The secular use of Hellene revived in the 9th century, after paganism had been eclipsed and was no longer a threat to Christianity's dominance. The revival followed the same track as its disappearance. The name had originally declined from a national term in antiquity, to a cultural term in the Hellenistic years, to a religious term in the early Christian years. With the demise of paganism and the revival of learning in the Byzantine Empire it had regained its cultural meaning, and finally, by the 11th century it had returned to its ancient national form of an "ethnic Greek", synonymous at the time to "Roman".
Accounts from the 11th century onward (from Anna Komnena, Michael Psellos, John III Vatatzes, George Pletho Gemistos and several others) prove that the revival of the term Hellene (as a potential replacement for ethnic terms like Graekos and Romios) did occur. For example, Anna Komnena writes of her contemporaries as Hellenes, but does not use the word as a synonym for a pagan worshipper. Moreover, Anna boasts about her Hellenic classical education, and she speaks as a native Greek and not as an outsider/foreigner who learned Greek.
The refounding of the University of Constantinople in the palaces of Magnaura promoted an interest in learning, particularly in Greek studies. Patriarch Photius was irritated because "Hellenic studies are preferred over spiritual works". Michael Psellus thought it a compliment when Emperor Romanus III praised him for being raised "in the Hellenic way" and a weakness for Emperor Michael IV for being completely devoid of a Hellenic education,[62] while Anna Comnena claimed that she had "carried the study of Hellenic to the highest pitch".[63] Also, commenting on the orphanage her father founded, she stated that "there could be seen a Latin being trained, and a Scythian studying Hellenic, and a Roman handling Hellenic texts and an illiterate Hellene speaking Hellenic correctly".[64] In this case we reach a point where the Byzantines are Romans on the political level but Hellenic by descent. Eustathius of Thessalonike disambiguates the distinction in his account of the fall of Constantinople in 1204 by referring to the invaders with the generic term "Latins", encompassing all adherents to the Roman Catholic Church, and the "Hellenes" as the dominant population of the empire.[65]

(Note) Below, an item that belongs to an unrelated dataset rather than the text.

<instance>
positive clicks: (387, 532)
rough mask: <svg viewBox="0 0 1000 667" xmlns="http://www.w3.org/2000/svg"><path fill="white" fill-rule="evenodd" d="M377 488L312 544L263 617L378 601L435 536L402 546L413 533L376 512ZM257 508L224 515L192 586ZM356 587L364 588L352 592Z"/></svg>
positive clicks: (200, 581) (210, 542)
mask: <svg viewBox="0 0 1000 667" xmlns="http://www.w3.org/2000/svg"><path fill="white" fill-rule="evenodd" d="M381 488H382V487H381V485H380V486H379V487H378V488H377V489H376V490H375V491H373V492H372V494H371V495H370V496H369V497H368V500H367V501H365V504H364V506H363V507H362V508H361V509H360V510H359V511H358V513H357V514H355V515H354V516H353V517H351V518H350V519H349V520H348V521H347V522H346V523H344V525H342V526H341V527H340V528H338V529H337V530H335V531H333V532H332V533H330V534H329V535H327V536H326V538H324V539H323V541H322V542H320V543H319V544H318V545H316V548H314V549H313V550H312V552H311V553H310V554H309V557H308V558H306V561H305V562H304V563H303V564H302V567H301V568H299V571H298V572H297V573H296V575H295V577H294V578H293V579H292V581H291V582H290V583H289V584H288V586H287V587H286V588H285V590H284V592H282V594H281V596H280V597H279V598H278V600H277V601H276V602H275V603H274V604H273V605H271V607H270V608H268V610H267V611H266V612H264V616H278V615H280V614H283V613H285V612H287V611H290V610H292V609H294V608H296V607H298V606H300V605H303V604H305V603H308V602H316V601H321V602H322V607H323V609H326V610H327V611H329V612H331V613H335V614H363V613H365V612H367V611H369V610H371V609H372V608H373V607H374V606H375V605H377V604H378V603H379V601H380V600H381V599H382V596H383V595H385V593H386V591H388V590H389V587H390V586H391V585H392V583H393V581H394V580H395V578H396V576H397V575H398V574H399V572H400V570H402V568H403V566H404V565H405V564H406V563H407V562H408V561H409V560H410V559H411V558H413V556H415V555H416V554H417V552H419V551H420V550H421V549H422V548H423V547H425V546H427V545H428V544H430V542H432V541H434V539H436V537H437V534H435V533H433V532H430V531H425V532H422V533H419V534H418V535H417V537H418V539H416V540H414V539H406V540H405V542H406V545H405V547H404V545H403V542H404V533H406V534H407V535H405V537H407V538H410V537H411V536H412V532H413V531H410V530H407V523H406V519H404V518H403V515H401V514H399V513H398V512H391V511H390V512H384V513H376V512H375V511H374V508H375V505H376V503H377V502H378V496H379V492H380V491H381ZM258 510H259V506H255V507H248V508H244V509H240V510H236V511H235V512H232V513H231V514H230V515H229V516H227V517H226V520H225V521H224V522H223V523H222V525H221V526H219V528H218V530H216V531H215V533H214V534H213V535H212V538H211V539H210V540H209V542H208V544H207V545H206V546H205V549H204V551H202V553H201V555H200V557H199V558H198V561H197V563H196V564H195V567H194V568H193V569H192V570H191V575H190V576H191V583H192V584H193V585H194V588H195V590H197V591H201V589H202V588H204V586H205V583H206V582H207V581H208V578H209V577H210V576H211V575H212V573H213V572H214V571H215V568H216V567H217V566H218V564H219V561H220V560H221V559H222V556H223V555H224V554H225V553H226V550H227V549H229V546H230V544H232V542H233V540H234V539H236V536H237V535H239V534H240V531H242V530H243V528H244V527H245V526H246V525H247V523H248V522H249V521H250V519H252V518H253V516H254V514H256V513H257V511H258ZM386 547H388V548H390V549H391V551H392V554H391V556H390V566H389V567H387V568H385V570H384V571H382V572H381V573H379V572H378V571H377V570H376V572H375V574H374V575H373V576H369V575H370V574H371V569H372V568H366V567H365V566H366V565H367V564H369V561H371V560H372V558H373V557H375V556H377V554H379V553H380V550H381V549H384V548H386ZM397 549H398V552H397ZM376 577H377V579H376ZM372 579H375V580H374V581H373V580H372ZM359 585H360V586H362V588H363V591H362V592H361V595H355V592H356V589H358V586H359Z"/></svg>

After the fall of Constantinople to the Crusaders, Greek nationalism accentuated. Nicetas Choniates insisted on using the name "Hellenes", stressing the outrages of the "Latins" against the "Hellenes" in the Peloponessus and how the Alfeios River might carry the news to the barbarians in Sicily, the Normans.[66] Nicephorus Blemmydes referred to the Byzantine emperors as Hellenes,[67] and Theodore Alanias wrote in a letter to his brother that "the homeland may have been captured, but Hellas still exists within every wise man".[68] The second Emperor of Nicaea, John III Ducas Vatatzes, wrote in a letter to Pope Gregory IX about the wisdom that "rains upon the Hellenic nation". He maintained that the transfer of the imperial authority from Rome to Constantinople was national and not geographic, and therefore did not belong to the Latins occupying Constantinople: Constantine's heritage was passed on to the Hellenes, so he argued, and they alone were its inheritors and successors.[69] His son, Theodore II Lascaris, was eager to project the name of the Greeks with true nationalistic zeal. He made it a point that "the Hellenic race looms over all other languages" and that "every kind of philosophy and form of knowledge is a discovery of Hellenes... What do you, O Italian, have to display?"[70]
The evolution of the name was slow and did never replace the "Roman" name completely. Nicephorus Gregoras named his historical work Roman History.[71] Emperor John VI Cantacuzenus, a big supporter of Greek education, in his own memoirs always refers to the Byzantines as "Romans",[72] yet, in a letter sent by the sultan of Egypt, Nasser Hassan Ben Mohamed, referred to him as "Emperor of the Hellenes, Bulgars, Sassanians, Vlachs, Russians, Alanians" but not of the "Romans".[73] Over the next century, George Gemistus Plethon pointed out to Constantine Palaeologus that the people he leads are "Hellenes, as their race and language and education testifies",[74] while Laonicus Chalcondyles was a proponent of completely substituting "Roman" terminology for "Greek" terminology.[75] Constantine Palaeologus himself in the end proclaimed Constantinople the "refuge for Christians, hope and delight of all Hellenes".[76] On the other hand, the same Emperor in his final speech before the Empire's demise called upon his audience to rally to the defenses by characteristically referring to them as "descendants of Hellenes and Romans", most possibly as an attempt to combine Greek national sentiment with the Roman tradition of the Byzantine crown and Empire, both highly respected elements in his subjects' psyche at that moment.